I smiled, leaning back against the pillows with my cell phone in hand. “You told me to.”
“Where are you right now?”
“In bed.”
“Should I call another time?”
“No, I’m not sleeping, I always sit in bed and do some reading at the end of the day.”
“What do you like to read?”
I glanced at the pile of candy-colored novels on the nightstand and replied with self-conscious amusement, “Love stories. The kind with the happy endings.”
“Do you ever get tired of knowing how the book’s going to end?”
“No, that’s the best part. Happily-ever-afters are hard to come by in real life, even in the wedding business. But at least I can count on one in a book.”
“I’ve seen some great marriages in real life.”
“They don’t stay that way, though.
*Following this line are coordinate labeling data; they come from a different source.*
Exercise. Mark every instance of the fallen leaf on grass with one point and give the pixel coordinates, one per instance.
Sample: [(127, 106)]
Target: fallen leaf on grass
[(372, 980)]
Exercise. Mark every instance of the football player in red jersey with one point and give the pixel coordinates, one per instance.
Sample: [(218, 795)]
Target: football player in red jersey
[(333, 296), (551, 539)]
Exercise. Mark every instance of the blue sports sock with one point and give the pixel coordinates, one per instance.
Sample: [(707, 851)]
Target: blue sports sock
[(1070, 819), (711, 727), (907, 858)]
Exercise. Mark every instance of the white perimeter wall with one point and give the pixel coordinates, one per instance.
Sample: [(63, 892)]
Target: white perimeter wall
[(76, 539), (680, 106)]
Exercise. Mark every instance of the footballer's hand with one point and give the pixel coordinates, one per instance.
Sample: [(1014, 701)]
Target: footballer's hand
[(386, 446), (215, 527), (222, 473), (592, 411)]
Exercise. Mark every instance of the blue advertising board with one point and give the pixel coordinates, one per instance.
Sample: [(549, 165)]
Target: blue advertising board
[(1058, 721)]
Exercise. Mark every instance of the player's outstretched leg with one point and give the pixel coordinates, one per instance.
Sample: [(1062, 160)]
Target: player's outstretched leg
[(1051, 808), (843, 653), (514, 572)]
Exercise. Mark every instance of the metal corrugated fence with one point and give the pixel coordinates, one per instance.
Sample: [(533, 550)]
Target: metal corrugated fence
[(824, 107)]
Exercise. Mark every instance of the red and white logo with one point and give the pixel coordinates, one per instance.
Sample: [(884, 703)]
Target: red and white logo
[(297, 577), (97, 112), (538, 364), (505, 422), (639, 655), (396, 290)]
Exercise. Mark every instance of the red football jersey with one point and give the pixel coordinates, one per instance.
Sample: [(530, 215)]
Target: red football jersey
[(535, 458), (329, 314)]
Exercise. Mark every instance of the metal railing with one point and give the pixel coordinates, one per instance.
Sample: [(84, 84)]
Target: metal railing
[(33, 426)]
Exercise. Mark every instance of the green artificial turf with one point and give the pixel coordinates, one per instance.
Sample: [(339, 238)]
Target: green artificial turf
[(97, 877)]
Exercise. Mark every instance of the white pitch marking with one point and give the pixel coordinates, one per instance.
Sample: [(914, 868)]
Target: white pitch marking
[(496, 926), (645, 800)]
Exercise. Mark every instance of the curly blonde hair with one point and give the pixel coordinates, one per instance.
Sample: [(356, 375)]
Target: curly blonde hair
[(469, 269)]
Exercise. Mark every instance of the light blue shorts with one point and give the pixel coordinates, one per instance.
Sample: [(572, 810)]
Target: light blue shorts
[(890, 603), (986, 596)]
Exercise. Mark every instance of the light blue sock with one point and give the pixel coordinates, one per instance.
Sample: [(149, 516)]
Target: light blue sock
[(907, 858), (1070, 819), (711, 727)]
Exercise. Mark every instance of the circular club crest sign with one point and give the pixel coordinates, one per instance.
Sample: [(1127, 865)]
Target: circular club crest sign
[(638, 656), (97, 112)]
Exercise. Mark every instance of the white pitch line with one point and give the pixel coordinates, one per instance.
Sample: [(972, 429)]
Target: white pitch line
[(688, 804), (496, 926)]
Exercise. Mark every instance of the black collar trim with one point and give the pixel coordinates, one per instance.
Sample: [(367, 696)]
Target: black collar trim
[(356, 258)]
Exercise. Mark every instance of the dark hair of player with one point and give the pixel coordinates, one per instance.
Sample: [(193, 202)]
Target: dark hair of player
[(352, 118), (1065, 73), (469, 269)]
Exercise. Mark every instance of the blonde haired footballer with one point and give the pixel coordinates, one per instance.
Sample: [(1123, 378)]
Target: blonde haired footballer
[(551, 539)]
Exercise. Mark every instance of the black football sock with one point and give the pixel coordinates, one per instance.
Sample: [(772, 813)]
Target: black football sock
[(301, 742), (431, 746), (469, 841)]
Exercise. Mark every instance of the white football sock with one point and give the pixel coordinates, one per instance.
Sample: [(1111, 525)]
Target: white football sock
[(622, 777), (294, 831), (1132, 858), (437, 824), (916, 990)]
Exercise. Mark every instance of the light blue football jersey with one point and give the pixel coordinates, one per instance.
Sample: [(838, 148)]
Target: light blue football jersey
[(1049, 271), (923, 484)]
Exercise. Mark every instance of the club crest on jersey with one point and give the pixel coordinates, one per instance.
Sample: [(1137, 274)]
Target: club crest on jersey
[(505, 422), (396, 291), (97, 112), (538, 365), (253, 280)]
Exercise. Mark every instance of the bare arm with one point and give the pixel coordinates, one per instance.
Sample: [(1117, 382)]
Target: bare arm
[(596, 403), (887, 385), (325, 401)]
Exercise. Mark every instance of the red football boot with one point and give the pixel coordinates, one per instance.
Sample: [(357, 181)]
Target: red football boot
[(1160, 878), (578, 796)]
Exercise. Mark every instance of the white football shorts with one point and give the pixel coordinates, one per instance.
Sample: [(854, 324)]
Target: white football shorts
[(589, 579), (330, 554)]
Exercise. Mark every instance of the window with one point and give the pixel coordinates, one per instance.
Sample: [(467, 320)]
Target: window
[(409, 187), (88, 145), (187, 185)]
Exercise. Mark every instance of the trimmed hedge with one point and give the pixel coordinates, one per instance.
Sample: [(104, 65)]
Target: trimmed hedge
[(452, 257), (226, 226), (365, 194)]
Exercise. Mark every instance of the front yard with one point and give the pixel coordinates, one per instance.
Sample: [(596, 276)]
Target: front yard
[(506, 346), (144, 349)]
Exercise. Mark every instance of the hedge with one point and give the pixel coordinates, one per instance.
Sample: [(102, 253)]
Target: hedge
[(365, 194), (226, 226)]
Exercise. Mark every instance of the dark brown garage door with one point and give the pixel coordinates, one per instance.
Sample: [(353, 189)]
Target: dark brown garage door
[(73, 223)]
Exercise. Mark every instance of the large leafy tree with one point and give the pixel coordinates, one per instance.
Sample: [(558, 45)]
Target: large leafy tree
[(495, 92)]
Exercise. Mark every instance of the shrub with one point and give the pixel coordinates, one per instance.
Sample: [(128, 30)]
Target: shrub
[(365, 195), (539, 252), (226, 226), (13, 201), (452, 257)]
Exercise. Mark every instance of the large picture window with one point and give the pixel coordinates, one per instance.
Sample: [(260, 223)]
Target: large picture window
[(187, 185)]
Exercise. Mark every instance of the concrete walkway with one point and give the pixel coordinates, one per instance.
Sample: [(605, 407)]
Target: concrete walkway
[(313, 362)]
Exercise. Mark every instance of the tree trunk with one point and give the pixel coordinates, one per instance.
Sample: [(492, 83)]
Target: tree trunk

Every marriage starts as a happy ending, and then it turns into a marriage.”
“How did someone who doesn’t believe in happily-ever-after end up as a wedding planner?”
I told him about my first job after graduating in fashion design, how I’d apprenticed under a New York designer for a bridal fashion label, managing the sample room, learning to analyze sales reports, developing relationships with buyers. I had worked on a few of my own designs and had even won a prize as an emerging designer. But when I’d tried to start my own label, it had never gotten off the ground. No one had shown any enthusiasm for backing me.